Neue Entwicklungen in der Modellierungs- und Simulationstechnik haben die Erwartungen bei Wissenschaft und Industrie ebenso erhöht wie die Entwicklung neuer Hardwarekomponenten. Simulation, verstanden als Interaktion mit realen und virtuellen Welten, stellt die Entwickler von Simulationstechniken vor neue Herausforderungen. Gegenwärtige Strategien verbinden die Ergebnisse der verschiedenen Disziplinen nur unzureichend. Sie sollen jetzt weiterentwickelt und zu einer neuen Klasse einer integrativen Simulationsumgebung verschmolzen werden, die alle Aspekte vom spezialisierten Modell bis hin zum interaktiven System unterstützt. Unter dem Begriff des interaktiven Systems werden dabei die Reaktion auf Sensordaten, Regelungstechnik, Automatisierung, Optimierung und Entscheidungsfindung zusammengefasst. Dies geschieht unter Verwendung von interaktiven und visualisierenden Benutzeroberflächen bis hin zur dreidimensionalen "Virtual Reality". Gleichzeitig muss in allen Schritten die allgegenwärtige Unsicherheit in Systembeschreibungen und Datengrundlagen berücksichtigt werden.

 

"Diese Vision ist nur über akademische Fachgrenzen hinaus zu erreichen", betont der Sprecher des Exzellenzclusters, Prof. Wolfgang Ehlers vom Institut für Mechanik der Universität Stuttgart. "Um unser Ziel zu erreichen, wollen wir das wissenschaftliche Verständnis der zugrunde liegenden Prozesse vertiefen und die Modellierungsstrategien in den verschiedenen Disziplinen der Ingenieur- und Naturwissenschaften deutlich verbessern." Ebenso sollen die Strategien zur Übertragung in numerische Rechenmodelle vorangebracht und die numerischen Algorithmen, das Datenmanagement und die Methoden der Visualisierung weiterentwickelt werden. Darüber hinaus wollen die Wissenschaftler Leistung und Verlässlichkeit zukünftiger Simulationssysteme erhöhen, um Vorhersage- und Lösungsmethoden für die Herausforderungen der Zukunft zu gewinnen.

 

Ein elementarer Bestandteil des Exzellenzclusters ist der Transfer von wissenschaftlichen Ergebnissen in industrielle Anwendungen, anwendungsbezogene Forschung und Lehre. "Gebündelt in unserem SimTech-Transferkonzept wird sich dies in ökonomischen Mehrwert umsetzen", unterstreicht Ehlers.
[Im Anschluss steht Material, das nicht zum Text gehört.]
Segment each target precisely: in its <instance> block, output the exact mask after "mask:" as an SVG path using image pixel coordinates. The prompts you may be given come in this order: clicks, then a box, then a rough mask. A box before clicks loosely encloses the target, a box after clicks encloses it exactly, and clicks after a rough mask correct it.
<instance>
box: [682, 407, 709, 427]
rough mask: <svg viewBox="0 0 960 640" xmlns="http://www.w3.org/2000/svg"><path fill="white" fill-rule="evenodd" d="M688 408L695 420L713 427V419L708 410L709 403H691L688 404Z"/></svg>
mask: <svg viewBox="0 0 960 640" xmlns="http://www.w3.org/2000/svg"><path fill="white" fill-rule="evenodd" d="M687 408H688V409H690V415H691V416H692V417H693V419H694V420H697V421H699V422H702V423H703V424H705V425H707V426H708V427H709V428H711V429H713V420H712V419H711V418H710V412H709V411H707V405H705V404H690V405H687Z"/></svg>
Hierzu sind ein internationales Konferenz- und Symposienprogramm, der internationale Austausch von Gastwissenschaftlern und Doktoranden sowie Arbeitsgruppen mit industriellen Partnern und den umliegenden Forschungseinrichtungen vorgesehen. Neben der wissenschaftlichen Wirkung neuer Strategien in der Simulationstechnik soll die Förderung junger Wissenschaftler forciert werden. Über die sechs internationalen Master-Programme der Universität Stuttgart hinaus sind ein Elitestudiengang, eine Graduiertenschule sowie die Etablierung von sieben Post-doc-Positionen und 13 Juniorprofessuren geplant. Vier Juniorprofessuren erhalten Tenure-Track, also die Aussicht auf Übernahme in eine W3-Professur. Insgesamt sollen 79 Projekte ausgelobt werden.